Located in the center of Europe, Germany was active in international trade. Rivers flowing to the north and the east and the Alpine passes made Germany a natural conduit conveying goods from the Mediterranean to northern Europe. Germany became a noted manufacturing center. Trade and manufacturing led to the growth of towns, and in 1500 an estimated 10 percent of the population lived in urban areas. Many towns became wealthy and were governed by a sophisticated and self-confident merchant oligarchy. Dozens of towns in northern Germany joined together to form the Hanseatic League, a trading federation that managed shipping and trade on the Baltic and in many inland areas, even into Bohemia and Hungary. The Hanseatic League had commercial offices in such widely dispersed towns as London, Bergen (in present-day Norway), and Novgorod (in present-day Russia). The league was at one time so powerful that it successfully waged war against the king of Denmark. In southern Germany, towns banded together on occasion to protect their interests against encroachments by either imperial or local powers. Although these urban confederations were not always strong enough to defeat their opponents, they sometimes succeeded in helping their members to avoid complete subjugation. In what was eventually to become Switzerland, one confederation of towns had sufficient military might to win virtual independence from the Holy Roman Empire in 1499.
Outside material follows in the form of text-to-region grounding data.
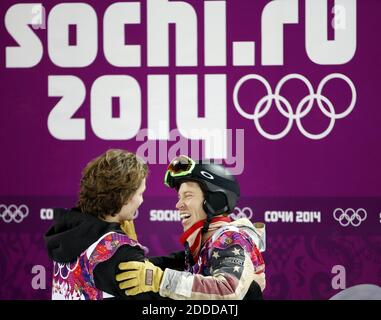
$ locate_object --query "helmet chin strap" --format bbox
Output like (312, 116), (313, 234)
(183, 201), (231, 269)
(184, 241), (195, 268)
(201, 199), (229, 234)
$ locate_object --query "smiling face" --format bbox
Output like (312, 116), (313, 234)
(176, 181), (207, 231)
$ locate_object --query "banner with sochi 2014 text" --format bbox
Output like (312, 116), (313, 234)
(0, 0), (380, 300)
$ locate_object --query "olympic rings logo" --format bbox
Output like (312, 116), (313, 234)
(233, 73), (356, 140)
(53, 260), (79, 280)
(230, 207), (253, 220)
(333, 208), (367, 227)
(0, 204), (29, 223)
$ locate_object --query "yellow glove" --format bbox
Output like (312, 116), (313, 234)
(120, 220), (138, 241)
(116, 260), (164, 296)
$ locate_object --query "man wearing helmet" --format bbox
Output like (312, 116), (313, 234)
(116, 155), (266, 300)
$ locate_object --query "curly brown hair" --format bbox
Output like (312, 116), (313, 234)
(77, 149), (148, 219)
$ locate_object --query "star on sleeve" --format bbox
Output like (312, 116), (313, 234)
(212, 251), (220, 259)
(232, 247), (241, 255)
(233, 266), (241, 273)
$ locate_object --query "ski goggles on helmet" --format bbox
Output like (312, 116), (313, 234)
(164, 155), (196, 187)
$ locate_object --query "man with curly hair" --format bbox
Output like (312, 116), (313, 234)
(44, 149), (183, 300)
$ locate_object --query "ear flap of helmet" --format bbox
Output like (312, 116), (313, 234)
(203, 192), (229, 216)
(201, 179), (239, 214)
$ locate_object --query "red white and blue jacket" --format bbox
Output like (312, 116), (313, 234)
(159, 218), (266, 300)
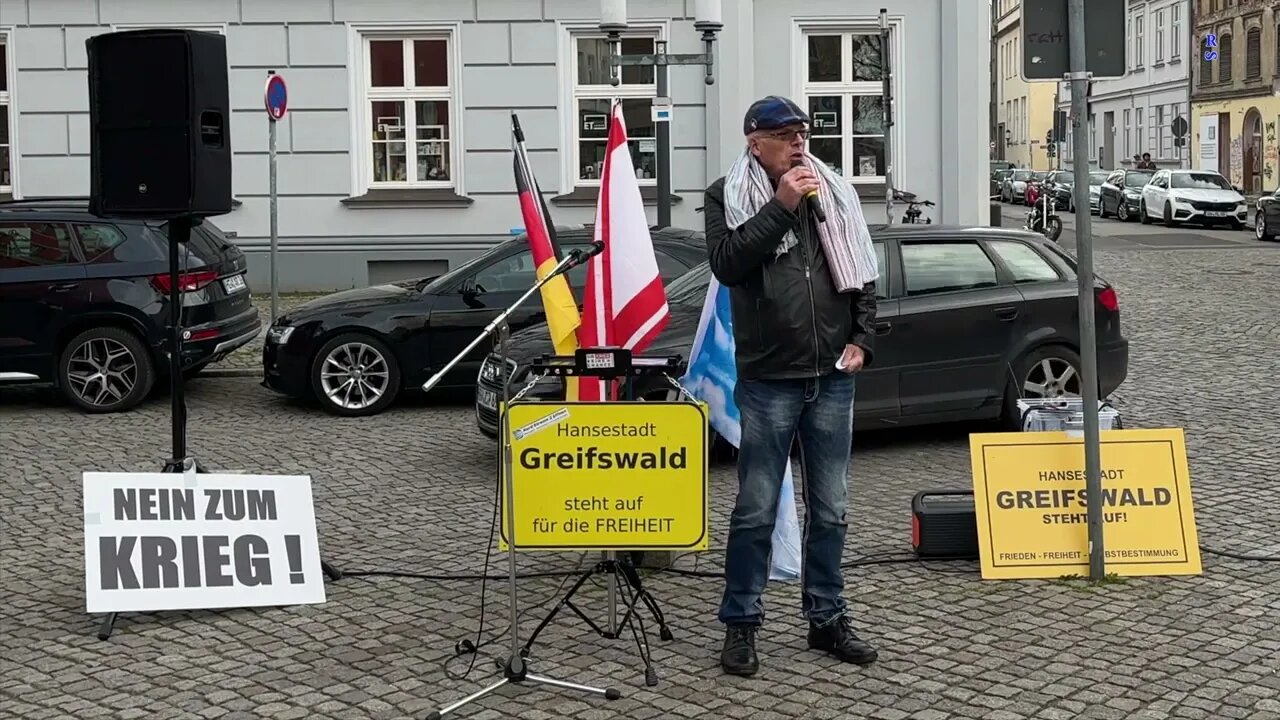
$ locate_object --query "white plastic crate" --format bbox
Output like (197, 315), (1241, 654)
(1016, 397), (1122, 433)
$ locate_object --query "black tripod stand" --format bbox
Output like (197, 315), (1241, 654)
(94, 216), (342, 641)
(514, 350), (686, 686)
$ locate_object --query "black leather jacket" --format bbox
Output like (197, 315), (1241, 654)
(703, 176), (878, 382)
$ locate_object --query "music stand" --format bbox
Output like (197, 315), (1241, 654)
(513, 348), (686, 687)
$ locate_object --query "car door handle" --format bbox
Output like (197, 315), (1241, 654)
(873, 321), (892, 335)
(994, 306), (1018, 321)
(50, 282), (79, 292)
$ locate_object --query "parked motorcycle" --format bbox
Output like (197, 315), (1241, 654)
(1024, 182), (1063, 241)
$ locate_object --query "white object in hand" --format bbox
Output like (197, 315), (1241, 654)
(835, 355), (849, 371)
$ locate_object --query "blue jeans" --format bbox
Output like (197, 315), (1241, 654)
(718, 372), (856, 628)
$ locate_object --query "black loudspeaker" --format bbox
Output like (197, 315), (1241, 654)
(911, 490), (980, 560)
(86, 29), (232, 218)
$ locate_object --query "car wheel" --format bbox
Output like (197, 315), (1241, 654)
(59, 326), (155, 414)
(1163, 201), (1180, 227)
(1139, 200), (1151, 224)
(1258, 213), (1276, 240)
(1117, 202), (1129, 221)
(310, 332), (401, 417)
(1002, 345), (1083, 430)
(1230, 219), (1244, 231)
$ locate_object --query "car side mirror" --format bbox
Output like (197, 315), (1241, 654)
(1233, 185), (1243, 193)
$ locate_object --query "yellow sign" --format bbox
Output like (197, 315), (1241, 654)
(497, 401), (709, 552)
(969, 428), (1201, 579)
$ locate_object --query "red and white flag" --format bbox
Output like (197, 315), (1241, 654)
(578, 101), (671, 401)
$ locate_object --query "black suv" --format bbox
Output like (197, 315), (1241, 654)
(0, 198), (260, 413)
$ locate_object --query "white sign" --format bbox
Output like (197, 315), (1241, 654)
(83, 472), (327, 614)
The Knights of the Teutonic Order continued their settlement of the east until their dissolution early in the sixteenth century, in spite of a serious defeat at the hands of the Poles at the Battle of Tannenberg in 1410. The lands that came under the control of this monastic military, whose members were pledged to chastity and to the conquest and conversion of heathens, included territory that one day would become eastern Prussia and would be inhabited by Germans until 1945. German settlement in areas south of the territories controlled by the Knights of the Teutonic Order also continued, but generally at the behest of eastern rulers who valued the skills of German peasant-farmers. These new settlers were part of a long process of peaceful German immigration to the east that lasted for centuries, with Germans moving into all of eastern Europe and even deep into Russia.
Intellectual growth accompanied German expansion. Several universities were founded, and Germany came into increased contact with the humanists active elsewhere in Europe. The invention of movable type in the middle of the fifteenth century in Germany also contributed to a more lively intellectual climate. Religious ferment was common, most notably the heretical movement engendered by the teachings of Jan Hus (ca. 1372-1415) in Bohemia. Hus eventually was executed, but the dissatisfaction he felt toward the established church was shared by many others throughout German-speaking lands, as could be seen in the frequent occurrences of popular, mystical religious revivalism after his death.